The bus began its journey thanks to several male passengers who got out to push the slow rolling mass out of its parking stall. After that, things went fairly smoothly.
The drive around the Bay of Kotor is a wonder: water resting under the mountains like a mirage. A Russian woman tries and fails to take photos as the bus rounds the canyon.
In the hot weather, people jump from cement piers that line the road, diving into water that would not rank among the world’s clearest, but which had its own glory–the shadows from churches where monks used to hide.
At no point does the woman stop looking through her camera. She doesn’t give up and stare at the water itself, which is tranquil, which won’t be hard to recall with fondness. Rather, she wants a record. Her insistence on taking it home made the water nervous, elusive, stubborn. The camera clicks. She clicks her tongue.

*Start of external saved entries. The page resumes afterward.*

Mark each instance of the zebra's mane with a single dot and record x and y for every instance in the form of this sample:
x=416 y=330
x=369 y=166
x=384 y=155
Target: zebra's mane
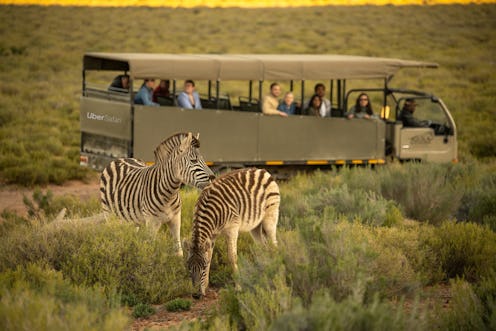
x=165 y=148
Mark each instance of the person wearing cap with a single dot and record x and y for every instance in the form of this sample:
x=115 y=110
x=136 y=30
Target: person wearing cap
x=406 y=115
x=144 y=95
x=271 y=101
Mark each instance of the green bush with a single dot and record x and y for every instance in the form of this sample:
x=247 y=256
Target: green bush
x=39 y=298
x=463 y=250
x=112 y=255
x=465 y=311
x=423 y=191
x=143 y=310
x=325 y=195
x=325 y=313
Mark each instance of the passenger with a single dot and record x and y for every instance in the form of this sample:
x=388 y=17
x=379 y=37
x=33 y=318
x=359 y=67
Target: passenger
x=144 y=95
x=406 y=115
x=271 y=102
x=361 y=109
x=189 y=98
x=288 y=105
x=314 y=106
x=162 y=90
x=325 y=107
x=120 y=84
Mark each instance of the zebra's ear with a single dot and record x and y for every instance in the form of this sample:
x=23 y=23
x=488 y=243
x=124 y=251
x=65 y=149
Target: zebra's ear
x=186 y=143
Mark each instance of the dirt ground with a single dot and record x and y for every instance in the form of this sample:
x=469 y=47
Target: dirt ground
x=164 y=319
x=11 y=199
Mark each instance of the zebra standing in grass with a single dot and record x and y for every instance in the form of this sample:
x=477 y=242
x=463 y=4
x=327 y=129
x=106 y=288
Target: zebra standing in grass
x=150 y=194
x=243 y=200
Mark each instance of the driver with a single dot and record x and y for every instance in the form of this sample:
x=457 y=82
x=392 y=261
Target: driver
x=406 y=116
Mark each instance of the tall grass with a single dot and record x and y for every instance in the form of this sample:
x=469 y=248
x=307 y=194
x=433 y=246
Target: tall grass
x=338 y=261
x=41 y=61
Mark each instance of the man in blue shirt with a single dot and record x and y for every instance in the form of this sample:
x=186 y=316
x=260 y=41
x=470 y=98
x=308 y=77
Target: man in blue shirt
x=145 y=93
x=189 y=98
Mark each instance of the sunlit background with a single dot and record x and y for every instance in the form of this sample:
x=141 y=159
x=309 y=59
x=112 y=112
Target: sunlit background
x=236 y=3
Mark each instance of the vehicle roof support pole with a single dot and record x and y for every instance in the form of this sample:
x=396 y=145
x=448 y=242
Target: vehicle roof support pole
x=331 y=87
x=217 y=93
x=131 y=96
x=84 y=82
x=174 y=92
x=260 y=84
x=302 y=93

She snaps seven, eight photos, then skims through them, groaning quietly, trying again. In most of the pictures, she captures her hazy self scowling into the camera, reflecting in the dust-caked bus window. Sometimes the water seems to break through, but usually alongside a blinding glare of sun against glass.
Determined not to forget, she snaps and clicks, remarkably hopeful, ceaseless, as though the very next shot will be the final thing that she had been waiting to save.
-Near Kotor, Montenegro.
(I took a shot or two myself and seemed to have more luck.)